Fast and Low Power Implementation of RSA on Ternary Galois Field

Srividya B V; Nagarathna; Soumya S; Harikeerthan M K

doi:https://doi.org/10.14445/22315381/IJETT-V73I12P102

Research Article | Open Access | Download PDF

Volume 73 | Issue 12 | Year 2025 | Article Id. IJETT-V73I12P102 | DOI : https://doi.org/10.14445/22315381/IJETT-V73I12P102

Fast and Low Power Implementation of RSA on Ternary Galois Field

Srividya B V, Nagarathna, Soumya S, Harikeerthan M K

Received	Revised	Accepted	Published
08 Mar 2025	14 Nov 2025	25 Nov 2025	19 Dec 2025

Citation :

Srividya B V, Nagarathna, Soumya S, Harikeerthan M K, "Fast and Low Power Implementation of RSA on Ternary Galois Field," International Journal of Engineering Trends and Technology (IJETT), vol. 73, no. 12, pp. 10-23, 2025. Crossref, https://doi.org/10.14445/22315381/IJETT-V73I12P102

Abstract

Data transmission and reception are getting more expensive. As a result, it is now more challenging to store and maintain the security of information. This necessitates a secure connection in each application. One potential method for data security is cryptography. Besides defense-related uses, cryptography has many other uses in the modern world, including social networking, email, and e-commerce. Cryptography is a crucial element of pre-designed interfaces, such as embedded systems. The majority of cryptographic methods involve modular operations involving Galois Fields GF (pm), where ‘m’ stands for power and ‘p’ for base, which are prime numbers.

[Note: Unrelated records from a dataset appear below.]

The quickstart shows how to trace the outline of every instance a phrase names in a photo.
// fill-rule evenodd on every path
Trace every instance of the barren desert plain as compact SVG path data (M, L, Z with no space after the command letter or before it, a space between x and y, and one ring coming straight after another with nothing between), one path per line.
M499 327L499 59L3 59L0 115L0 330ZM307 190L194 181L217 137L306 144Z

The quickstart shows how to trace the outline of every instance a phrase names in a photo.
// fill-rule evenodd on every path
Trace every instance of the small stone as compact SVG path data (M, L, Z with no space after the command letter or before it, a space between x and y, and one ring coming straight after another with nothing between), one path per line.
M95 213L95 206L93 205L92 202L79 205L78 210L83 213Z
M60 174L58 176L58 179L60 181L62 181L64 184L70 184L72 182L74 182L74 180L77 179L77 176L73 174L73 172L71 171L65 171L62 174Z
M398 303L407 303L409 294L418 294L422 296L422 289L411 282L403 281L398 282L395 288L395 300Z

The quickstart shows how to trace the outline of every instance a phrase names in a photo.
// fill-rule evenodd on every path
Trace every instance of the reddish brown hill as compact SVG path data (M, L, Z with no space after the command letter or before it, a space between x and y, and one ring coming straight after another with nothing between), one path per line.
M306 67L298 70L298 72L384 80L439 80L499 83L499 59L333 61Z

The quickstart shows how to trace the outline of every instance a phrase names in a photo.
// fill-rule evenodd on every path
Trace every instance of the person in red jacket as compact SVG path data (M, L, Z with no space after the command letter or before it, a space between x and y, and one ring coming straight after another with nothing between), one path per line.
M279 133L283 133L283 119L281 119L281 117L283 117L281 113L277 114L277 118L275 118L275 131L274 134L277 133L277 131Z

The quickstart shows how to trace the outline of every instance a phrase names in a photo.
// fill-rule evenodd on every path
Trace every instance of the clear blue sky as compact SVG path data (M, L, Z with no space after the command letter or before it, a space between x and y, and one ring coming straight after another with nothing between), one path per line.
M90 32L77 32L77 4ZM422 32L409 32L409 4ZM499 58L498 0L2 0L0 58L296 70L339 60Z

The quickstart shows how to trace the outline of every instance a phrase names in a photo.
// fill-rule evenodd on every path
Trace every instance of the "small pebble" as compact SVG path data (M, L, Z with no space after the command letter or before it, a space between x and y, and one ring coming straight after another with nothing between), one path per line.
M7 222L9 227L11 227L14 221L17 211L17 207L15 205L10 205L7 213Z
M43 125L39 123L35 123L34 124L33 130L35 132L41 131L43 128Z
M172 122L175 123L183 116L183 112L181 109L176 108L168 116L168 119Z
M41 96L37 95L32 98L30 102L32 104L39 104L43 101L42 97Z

This research uses the Forced Stack approach, which has a low leakage power, to implement the Ternary Galois field. This work reports a low-power and high-frequency RSA cryptosystem to accomplish the goal. In order to implement the algorithm in hardware, Ternary circuits that are capable of efficiently carrying out the encryption, decryption, key generation, and key storage operations for the RSA algorithm have been designed using Cadence Virtuoso.

Keywords

Low power ternary VLSI circuits, Ternary galois field, RSA algorithm, Encryption, Decryption.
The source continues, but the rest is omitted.